Vers de nouvelles élections législatives au Japon alors que la lutte des classes bat son plein !

Le premier ministre japonais, Yoshihiko Noda (Parti Démocrate du Japon), a dissolu l’Assemblée nationale (diète du Japon) suite à l’accord de vote avec le Parti Libéral Démocrate (PLD) d’un certain nombre de lois dont la hausse de la taxe sur la consommation. Le centre-gauche japonais qui ainsi, par une orientation très libérale, s’est donc allié à la droite conservatrice renonce une fois de plus à servir les intérêts du peuple japonais alors qu’en 2009 beaucoup d’espoir avait été placé dans le changement de gouvernement. L’annonce de la dissolution entraîne donc des élections législatives anticipées qui seront officialisées publiquement le 4 décembre et auront lieu le 16 décembre. Shintarô Ishihara, ancien gouverneur démissionnaire de Tôkyô, qui a créé un nouveau parti, compte bien se joindre à Tôru Hashimoto, maire de Osaka, fondateur du parti Nippon Ishin no Kai pour fonder un « troisième pôle » nationaliste qui aurait un vocation à prendre une place importance dans le paysage politique japonais.

Pour le Parti Communiste Japonais (PCJ), ces élections anticipées sont une bonne occasion pour rompre avec les politiques des deux gros partis complices du néolibéralisme. Le PCJ envisage de doubler le nombre de ses parlementaires à la chambre basse lors des prochaines élections législatives anticipées.

Diète du Japon
Diète du Japon (chambre basse, équivalent de l’Assemblée nationale).

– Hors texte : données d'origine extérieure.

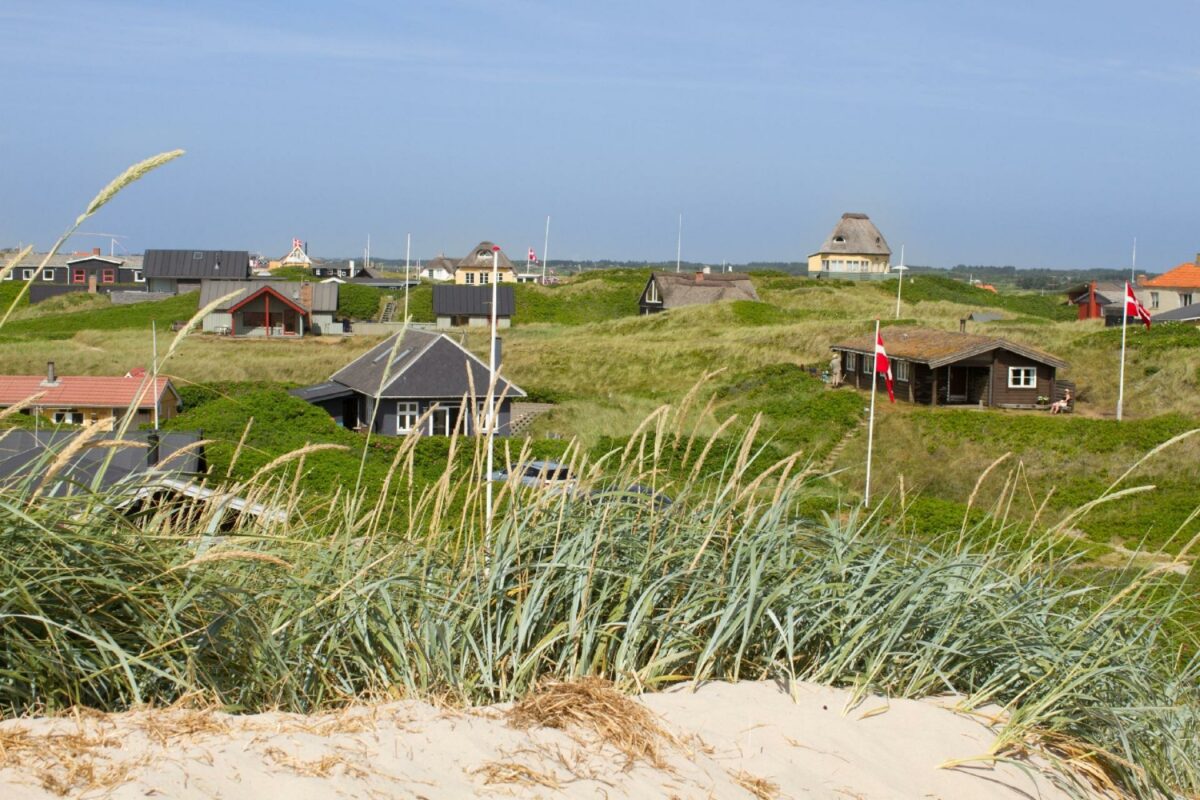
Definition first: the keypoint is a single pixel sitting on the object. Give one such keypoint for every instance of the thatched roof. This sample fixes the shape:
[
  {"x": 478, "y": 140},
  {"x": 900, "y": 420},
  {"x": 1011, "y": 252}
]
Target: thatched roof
[
  {"x": 480, "y": 257},
  {"x": 699, "y": 288},
  {"x": 857, "y": 235},
  {"x": 940, "y": 348}
]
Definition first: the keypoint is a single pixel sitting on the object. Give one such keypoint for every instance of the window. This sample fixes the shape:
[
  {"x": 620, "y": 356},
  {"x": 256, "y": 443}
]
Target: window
[
  {"x": 1023, "y": 377},
  {"x": 406, "y": 416}
]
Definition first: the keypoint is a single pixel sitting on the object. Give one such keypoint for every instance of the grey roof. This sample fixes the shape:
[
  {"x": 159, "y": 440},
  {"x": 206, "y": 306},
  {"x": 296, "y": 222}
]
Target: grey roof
[
  {"x": 856, "y": 234},
  {"x": 473, "y": 301},
  {"x": 481, "y": 257},
  {"x": 63, "y": 259},
  {"x": 197, "y": 264},
  {"x": 324, "y": 295},
  {"x": 697, "y": 288},
  {"x": 940, "y": 348},
  {"x": 425, "y": 365},
  {"x": 25, "y": 455},
  {"x": 1185, "y": 314},
  {"x": 318, "y": 392}
]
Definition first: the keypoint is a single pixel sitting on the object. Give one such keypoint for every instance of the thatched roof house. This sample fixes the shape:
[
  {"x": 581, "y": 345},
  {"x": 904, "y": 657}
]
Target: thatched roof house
[
  {"x": 855, "y": 247},
  {"x": 666, "y": 290},
  {"x": 943, "y": 367}
]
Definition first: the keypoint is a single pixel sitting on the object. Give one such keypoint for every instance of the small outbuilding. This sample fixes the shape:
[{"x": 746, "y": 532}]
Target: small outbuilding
[
  {"x": 457, "y": 306},
  {"x": 262, "y": 308},
  {"x": 667, "y": 290},
  {"x": 947, "y": 368}
]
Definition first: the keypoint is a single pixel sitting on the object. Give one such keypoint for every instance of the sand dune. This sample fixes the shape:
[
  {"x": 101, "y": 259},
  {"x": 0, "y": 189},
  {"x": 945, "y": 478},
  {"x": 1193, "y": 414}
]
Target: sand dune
[{"x": 724, "y": 740}]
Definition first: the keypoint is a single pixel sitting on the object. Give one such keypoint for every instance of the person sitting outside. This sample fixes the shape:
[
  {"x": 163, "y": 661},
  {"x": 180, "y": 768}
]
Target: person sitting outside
[{"x": 1063, "y": 405}]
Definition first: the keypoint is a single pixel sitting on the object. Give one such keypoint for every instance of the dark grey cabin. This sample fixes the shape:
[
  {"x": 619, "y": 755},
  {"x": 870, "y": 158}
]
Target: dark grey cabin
[
  {"x": 183, "y": 270},
  {"x": 423, "y": 383},
  {"x": 457, "y": 306},
  {"x": 947, "y": 368}
]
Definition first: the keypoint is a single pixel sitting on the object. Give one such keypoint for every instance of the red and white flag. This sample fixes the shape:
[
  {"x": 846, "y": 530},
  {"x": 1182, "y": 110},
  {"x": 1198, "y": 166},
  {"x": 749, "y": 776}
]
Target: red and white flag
[
  {"x": 883, "y": 366},
  {"x": 1134, "y": 307}
]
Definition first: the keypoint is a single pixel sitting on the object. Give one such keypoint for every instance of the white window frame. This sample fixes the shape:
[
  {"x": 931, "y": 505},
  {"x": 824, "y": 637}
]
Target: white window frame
[
  {"x": 407, "y": 411},
  {"x": 1023, "y": 377}
]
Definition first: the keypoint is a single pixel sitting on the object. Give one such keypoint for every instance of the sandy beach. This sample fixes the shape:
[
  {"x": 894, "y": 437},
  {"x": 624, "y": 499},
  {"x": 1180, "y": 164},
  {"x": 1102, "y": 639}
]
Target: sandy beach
[{"x": 724, "y": 740}]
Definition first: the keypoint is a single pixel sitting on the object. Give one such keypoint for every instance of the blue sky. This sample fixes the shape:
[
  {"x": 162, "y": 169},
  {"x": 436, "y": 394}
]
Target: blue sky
[{"x": 1027, "y": 133}]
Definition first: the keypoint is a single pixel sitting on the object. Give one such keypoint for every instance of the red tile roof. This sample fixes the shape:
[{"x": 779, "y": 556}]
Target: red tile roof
[
  {"x": 81, "y": 391},
  {"x": 1185, "y": 276}
]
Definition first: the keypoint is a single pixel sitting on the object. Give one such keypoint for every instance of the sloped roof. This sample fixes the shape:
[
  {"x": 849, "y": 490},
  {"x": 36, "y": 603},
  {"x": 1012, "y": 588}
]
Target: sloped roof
[
  {"x": 940, "y": 348},
  {"x": 83, "y": 391},
  {"x": 473, "y": 301},
  {"x": 1185, "y": 276},
  {"x": 699, "y": 288},
  {"x": 480, "y": 257},
  {"x": 1185, "y": 314},
  {"x": 324, "y": 295},
  {"x": 425, "y": 365},
  {"x": 24, "y": 456},
  {"x": 196, "y": 264},
  {"x": 856, "y": 234}
]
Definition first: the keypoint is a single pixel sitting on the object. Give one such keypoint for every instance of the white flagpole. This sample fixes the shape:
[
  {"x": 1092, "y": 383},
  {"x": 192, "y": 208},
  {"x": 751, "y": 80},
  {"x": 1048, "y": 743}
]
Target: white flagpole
[
  {"x": 408, "y": 251},
  {"x": 490, "y": 416},
  {"x": 545, "y": 252},
  {"x": 679, "y": 244},
  {"x": 1125, "y": 324},
  {"x": 870, "y": 423}
]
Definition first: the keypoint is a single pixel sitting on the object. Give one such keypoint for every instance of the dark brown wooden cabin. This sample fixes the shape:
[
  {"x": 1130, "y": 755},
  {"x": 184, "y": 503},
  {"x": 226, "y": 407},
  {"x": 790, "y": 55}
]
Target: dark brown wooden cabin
[{"x": 948, "y": 368}]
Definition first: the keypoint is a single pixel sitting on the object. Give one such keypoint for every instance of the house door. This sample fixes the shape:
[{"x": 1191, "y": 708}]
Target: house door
[{"x": 442, "y": 420}]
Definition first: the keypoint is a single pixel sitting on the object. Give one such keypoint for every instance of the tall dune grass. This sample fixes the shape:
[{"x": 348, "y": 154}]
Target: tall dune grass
[{"x": 109, "y": 607}]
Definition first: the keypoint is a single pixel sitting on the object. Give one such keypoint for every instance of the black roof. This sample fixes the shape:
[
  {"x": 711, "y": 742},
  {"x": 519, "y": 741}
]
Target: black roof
[
  {"x": 318, "y": 392},
  {"x": 425, "y": 365},
  {"x": 473, "y": 301},
  {"x": 196, "y": 264},
  {"x": 1185, "y": 314},
  {"x": 27, "y": 455}
]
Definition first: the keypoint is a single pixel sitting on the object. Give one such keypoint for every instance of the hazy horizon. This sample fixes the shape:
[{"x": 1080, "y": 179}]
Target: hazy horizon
[{"x": 1037, "y": 136}]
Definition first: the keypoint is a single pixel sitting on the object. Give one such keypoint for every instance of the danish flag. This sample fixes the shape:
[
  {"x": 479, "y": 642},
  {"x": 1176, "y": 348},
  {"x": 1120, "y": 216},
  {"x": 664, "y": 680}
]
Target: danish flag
[
  {"x": 1134, "y": 307},
  {"x": 883, "y": 366}
]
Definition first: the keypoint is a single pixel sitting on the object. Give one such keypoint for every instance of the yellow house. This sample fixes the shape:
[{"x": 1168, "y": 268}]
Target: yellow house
[
  {"x": 477, "y": 268},
  {"x": 856, "y": 247}
]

Dans une interview du vendredi 16 novembre, le secrétaire général du PCJ, Kazuo Ishii, a déclaré que, dans un contexte de rejet du politique au Japon, les communistes se positionneraient en faveur d’une réforme fiscale ne se basant pas sur la taxe sur la consommation, sur le renforcement de la Sécurité sociale, sur une sortie de la crise diplomatique des îles Senkaku par le haut ainsi que pour une sortie immédiate du nucléaire. Sur ce dernier point, le PCJ est l’une des organisations politiques les plus actives et participe à chaque mobilisation comme ce fût le cas le dimanche 11 novembre où plus de 100 000 personnes se sont rassemblées pour encercler le Kantei (官邸), résidence du Premier ministre à Tôkyô face à l’Assemblée nationale.

En tant que parti dont l’histoire est presque séculaire (le parti fête ses 90 ans cette année), le PCJ entend ainsi être le seul parti remettant en question les « deux racines du mal » que sont l’acceptation de l’impérialisme américain ainsi que l’importance du monde de la finance. Pour cela, le parti entend continuer à se baser sur une politique où le peuple est protagoniste de sa propre histoire.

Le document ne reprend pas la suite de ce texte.